Di luar isi liputan investigatif Kompas yang bagus, perihal rokok ilegal, ada dua hal yang menarik. Pertama: berupa disklaimer bahwa liputan dibiayai sendiri dan tak mempromosikan rokok legal maupun ilegal.
Kedua: salah satu 15 laporan Kompas itu adalah tentang bungkus rokok ilegal di mana-mana, lalu peliput memotret bungkus yang dipungut di jalan. Seni memulung adalah bagian dari pekerjaan jurnalistik dan keisengan dalam ngeblog.
Soal pertama itu penting karena kemandirian praktik jurnalistik perlu biaya.
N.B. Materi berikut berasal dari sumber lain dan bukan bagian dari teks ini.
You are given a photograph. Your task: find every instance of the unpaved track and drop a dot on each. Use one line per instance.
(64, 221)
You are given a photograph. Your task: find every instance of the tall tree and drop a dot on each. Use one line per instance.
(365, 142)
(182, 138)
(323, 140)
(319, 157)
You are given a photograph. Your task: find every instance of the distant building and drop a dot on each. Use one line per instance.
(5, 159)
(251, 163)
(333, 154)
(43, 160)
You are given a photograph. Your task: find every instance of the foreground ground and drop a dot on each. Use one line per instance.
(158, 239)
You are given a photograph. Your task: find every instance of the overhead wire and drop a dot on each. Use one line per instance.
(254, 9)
Padahal, seperti saya sebut kemarin, tak semua media memiliki kemampuan ekonomi untuk meliput secara mendalam di lapangan.
Jangankan liputan lapangan yang memperpendek usia sepatu. Liputan di dalam ruang pun tak semua media dapat melakukan dengan leluasa terutama jika menyangkut informasi berbayar dalam kertas (buku, arsip koran dan majalah) maupun layar digital (layanan premium).
Kalau di kantor redaksi tak ada rak buku, padahal mendatangi beberapa perpustakaan di Jakarta memakan waktu, tenaga, dan ongkos, sementara pembaca berita tak mau menunggu, tentu tetap ada opsi praktis: melihat info gratis di internet untuk dirujuk dan di kutip. Pekerjaan itu sebenarnya dapat dilakukan oleh robot.
Maka ketika ada, misalnya, seorang tokoh meninggal, isi obituarium sejumlah media hampir sama karena merujuk bahan gratis yang sama — termasuk bahan gratis di media lain yang mengutip buku dan konten premium. Padahal pembaca sudah mendapatkan rangkuman info dari layanan AI. Yang menjadi pembeda hanya pernyataan sejumlah narasumber untuk mengenang almarhum (¬ lihat lelucon dalam arsip: Catatan kaki pun menyontek).
Baiklah, lalu apa hal penting dari laporan Kompas itu?
- Dalam harga sebungkus rokok, komponen pungutan oleh negara sampai 68 persen, dan cukai adalah bagian dari itu
- Misalnya sebungkus rokok legal berharga Rp10.000, yang Rp6.800 masuk ke kas negara — namun produsen rokok ilegal tak berurusan dengan pungutan
- Keuntungan produsen rokok ilegal mencapai Rp1 miliar per bulan, jika merujuk distributor di Ende, NTT, yang saban bulan mendatangkan 500 karton rokok (2.000 bal, atau 400.000 bungkus) dari Jepara
- Bea Cukai (BC) selalu kerepotan menghadapi rokok ilegal, sejak penggerebekan sampai razia yang diikuti penyitaan
- Produsen rokok ilegal memanfaatkan masyarakat perkampungan sebagai benteng dengan menjadikan mereka sebagai pengemas rokok di rumah masing-masing, misalnya di Jepara (Jateng) dan Pamekasan, Madura (Jatim)
- Bagi warga pengemas rokok ilegal, yang beroleh upah Rp40.000 per bal (200 bungkus, sepuluh slof) penggerebekan BC ke sarang produsen adalah ancaman bagi ekonomi warga sehingga mereka akan melawan
- Mesin pelinting rokok mudah didapat karena tidak ada regulasi yang mengaturnya, Kemenkeu menunggu Kemenperin untuk menata impor mesin
Kalau soal cukai ilegal, dari yang palsu sampai asli namun sengaja salah tempel, demikian pula ihwal informasi dalam bungkus rokok, blog ini pernah membahasnya. Adapun soal kecerdikan pembuat dan penjual rokok ilegal, yeahhh gitu deh. Semua perokok tahu cara mendapatkan sigaret ilegal.
Tentu ada rokok dengan cukai 0 persen namun legal karena tak berbahan tembakau yang mengandung nikotin (¬ arsip: beberapa merek rokok daun talas).
Adakah yang lucu dalam merek rokok, legal maupun ilegal? Ada. Misalnya Tolak Miskin dan Mbois, kemudian LOSSDDD Ra Rewel,
Ada juga merek yang serius secara simbolis yakni Getzemani. Seiring meningkatnya rokok tingwé, ada kertas sigaret bermerek Danmil. Bukan agar berkesan komandan militer melainkan supaya mirip Dunhill. Kiat merokok hemat sila baca tip.
Eh, lantas apa sih hukuman untuk pemain rokok ilegal? Cuma didenda, barang disita. Pekan lalu di Bandar Lampung, Lampung, tiga orang pemilik agen rokok ilegal dibebaskan oleh pengadilan setelah membayar denda Rp150 juta (¬ Detik). Nilai denda itu tiga kali kerugian negara. Setelah lunas ya bebas. Kalau tidak, ya dikurung.